À l'heure du bilan de l'année 2022 pour la filière viande bovine, l'accélération de la décapitalisation dépasse les prospectives et devrait se poursuivre en 2023.

Décapitalisation du cheptel allaitantLe cheptel allaitant est au plus bas depuis 2005. (© Pixabay)

La décapitalisation s’est accélérée en 2022, sur le cheptel laitier comme en allaitant. « Sur un an, nous avons perdu 110 000 vaches allaitantes, et 80 000 vaches laitières. Sur les six dernières années, on aura perdu près de 500 000 vaches allaitantes », alerte Caroline Monniot, économiste, à l'occasion du Grand Angle Viande organisé par l'Institut de l'élevage le 11 janvier. Avec un repli du cheptel allaitant de l'ordre de 3 %, le rythme de décapitalisation dépasse les prospectives effectuées par l'Idele qui tablaient sur une diminution du nombre de têtes avoisinant les 2 %.

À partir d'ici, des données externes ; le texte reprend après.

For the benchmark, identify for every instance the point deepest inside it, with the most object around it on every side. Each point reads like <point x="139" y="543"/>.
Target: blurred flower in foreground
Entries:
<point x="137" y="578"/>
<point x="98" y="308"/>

Evolution du nombre de vaches allaitantes (mis à jour janvier 2023)Le cheptel de vaches allaitantes en fin d'année 2022 se situe en-dessous des prospectives réalisées par l'Institut de l'élevage. (© Idele)

« Pour 2023, on ne peut que tabler sur une nouvelle baisse de production, estime Caroline Monniot. La consommation n'a pas chuté en 2022, et est même en progression de 0,2 % malgré le contexte peu favorable. Le maintien de la consommation passera donc par la hausse des importations »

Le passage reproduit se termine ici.